Bringing a baby to the world is something impressive

I don't know because I haven't lived it and I will never live it, but Bringing a baby into the world is something that seems impressive to me. Yes, I know that almost all women do it and that this happens every day, but at the experiential level it must be brutal. It is not something that happens many times in life, in fact. My mother lived it up to six times, Miriam on three occasions, and it is such a brief moment if we compare it with the rest of our life experiences that should serve to make women feel somewhat powerful, grandiose, full of life , of magic, of ... I don't know, of feelings of self-confidence, of having done something big.

Of course, if you arrive at the hospital and they treat you like the opposite, like a sick woman about to go into a coma, that "as the thing turns we put you in the ICU," what do you want me to say ... I doubt much that a woman giving birth like this goes out with those feelings that I comment. At the most he will be thanking him because luckily he had some professionals who put the monitors at all times, who asked him a thousand times how he was doing, who did not know how many touches to see how it evolved, who did an episiotomy and even they had to squeeze her belly down because the baby didn't want to leave, and thanks to all this her son is healthy and alive and she is too.

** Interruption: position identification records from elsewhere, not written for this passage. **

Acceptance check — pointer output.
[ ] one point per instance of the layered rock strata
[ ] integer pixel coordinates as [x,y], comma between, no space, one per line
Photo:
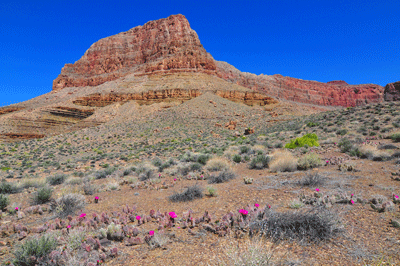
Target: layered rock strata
[163,45]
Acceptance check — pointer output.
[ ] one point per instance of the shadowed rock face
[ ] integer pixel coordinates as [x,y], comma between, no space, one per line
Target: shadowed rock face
[392,91]
[167,45]
[336,93]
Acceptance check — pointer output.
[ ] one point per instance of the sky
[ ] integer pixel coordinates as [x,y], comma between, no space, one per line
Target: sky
[322,40]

Luckily something is moving, many things are already changing in some centers and this in a few years will be anecdotes of the level of infantilization or "sickness" to which women were subjected. Until then, there we go, fighting for women to be simply pregnant: pregnant yes, sick no.

Photos | Joelle Inge-Messerschmidt, Altus Geldenhuys on Flickr In Babies and more | "In the delivery care the emotions have been neglected." Interview with the doula Carolina Cerro, A pregnant woman is not a sick person ... but how is it appreciated that they give you the seat sometimes, How does the relationship between professionals and women influence the birth process

Video: 39 Weeks PREGNANT! (May 2024).